No single blood abnormality offers an unequivocal diagnosis of FIP. Rather, a constellation of findings guides the clinician. Persistent nonregenerative anemia, neutrophilia or neutropenia, lymphopenia, hyperglobulinemia, low A:G ratio, elevated AGP, and protein-rich effusions together form a compelling laboratory picture when matched with matching clinical signs.

Clinicians must differentiate FIP from other diseases with similar lab features, such as lymphoma, chronic infections, or immune-mediated conditions. Advanced diagnostics may incorporate immunohistochemistry or PCR for viral RNA in tissues, increasing specificity.

Clinical Relevance in US Practice

In the US, rapid and accurate diagnosis of FIP is essential given the disease’s poor prognosis and high prevalence in multi-cat households and shelters. Early recognition through blood test abnormalities allows initiation of supportive care and, where available, novel antiviral agents. Monitoring AGP or SAA helps track disease progression, adjust therapy, and communicate prognosis to pet owners.

Case Examples and Interpretations

Consider the following two cases:

A young shelter cat presents with lethargy, abdominal distension, anemia, elevated globulins, a low A:G ratio, and a straw-colored peritoneal effusion. These classic lab findings, together with clinical signs, establish FIP as the leading diagnosis.

An adult purebred cat with chronic fever and neurological signs reveals lymphopenia, hyperglobulinemia, increased AGP, and normal renal values. The absence of effusion and CNS involvement points toward dry FIP, requiring further imaging and PCR confirmation.
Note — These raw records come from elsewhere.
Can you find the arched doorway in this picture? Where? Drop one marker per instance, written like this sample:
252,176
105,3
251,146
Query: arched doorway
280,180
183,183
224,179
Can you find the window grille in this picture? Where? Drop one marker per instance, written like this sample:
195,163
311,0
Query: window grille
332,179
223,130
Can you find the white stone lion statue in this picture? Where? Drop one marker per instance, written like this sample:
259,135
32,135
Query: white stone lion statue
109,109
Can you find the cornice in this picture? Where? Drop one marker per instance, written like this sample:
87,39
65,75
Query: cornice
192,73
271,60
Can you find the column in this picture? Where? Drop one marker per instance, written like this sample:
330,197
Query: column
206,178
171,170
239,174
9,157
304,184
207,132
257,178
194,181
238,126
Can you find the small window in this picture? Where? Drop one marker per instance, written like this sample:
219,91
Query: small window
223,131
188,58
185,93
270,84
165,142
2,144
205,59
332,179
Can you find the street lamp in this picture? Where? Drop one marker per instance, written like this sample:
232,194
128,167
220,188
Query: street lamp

Both cases demonstrate the essential diagnostic role of blood test abnormalities for timely and appropriate intervention.
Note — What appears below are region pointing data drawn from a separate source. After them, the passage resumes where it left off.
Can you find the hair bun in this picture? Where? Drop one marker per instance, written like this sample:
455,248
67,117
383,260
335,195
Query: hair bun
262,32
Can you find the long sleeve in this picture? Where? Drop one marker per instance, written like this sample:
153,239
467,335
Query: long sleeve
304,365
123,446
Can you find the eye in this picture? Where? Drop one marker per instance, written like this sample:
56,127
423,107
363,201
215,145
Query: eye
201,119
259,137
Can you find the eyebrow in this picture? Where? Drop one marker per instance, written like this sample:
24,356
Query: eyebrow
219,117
Differential Diagnoses and Laboratory Pitfalls

Interpreting laboratory abnormalities must be mindful of confounders. Other causes of hyperglobulinemia include chronic inflammatory diseases, neoplasia, and immune-mediated conditions. Albumin may drop with any chronic illness or severe protein-losing process. Careful correlation with history, clinical presentation, imaging, and specialist assays is required.

Improvements in acute-phase protein testing and next-generation PCR panels promise greater accuracy, helping clinicians distinguish FIP from mimics.

Conclusion

Interpreting blood test abnormality patterns is central to diagnosing FIP in American cats. Persistent nonregenerative anemia, hyperglobulinemia, low albumin-to-globulin ratio, neutrophilia or neutropenia, lymphopenia, and elevated acute-phase proteins together build a compelling laboratory profile. While no marker alone is definitive, combining abnormal results with clinical suspicion and advanced testing guides timely decision-making, improves outcomes, and supports compassionate care.

References

1. Addie, D.D., Toth, S. "Feline Infectious Peritonitis: Diagnosis and Prevention." Veterinary Clinics of North America: Small Animal Practice.
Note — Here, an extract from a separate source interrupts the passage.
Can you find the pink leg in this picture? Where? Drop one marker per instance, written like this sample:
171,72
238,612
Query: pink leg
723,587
2. Hartmann, K. "Feline Infectious Peritonitis: Recent Advances in Clinical Diagnostics and Treatment." Journal of Feline Medicine and Surgery.

3. Pedersen, N.C. "Feline Infectious Peritonitis and Feline Coronavirus Pathogenesis: Update from the USA." Veterinary Immunology and Immunopathology.

4. Kipar, A., Meli, M.L. "Feline Infectious Peritonitis: A Review and Laboratory Relevance." Laboratory Hematology.

5. Tasker, S. "Diagnosis of Feline Infectious Peritonitis: Update and Challenges." Veterinary Quarterly.

6. Hazel, P.W., "The Role of Acute Phase Proteins in FIP Diagnosis." Veterinary Pathology Journal.

7. Sparkes, A.H., "Blood Test Abnormalities Seen in FIP: Interpretation and Pitfalls." Cats International Review.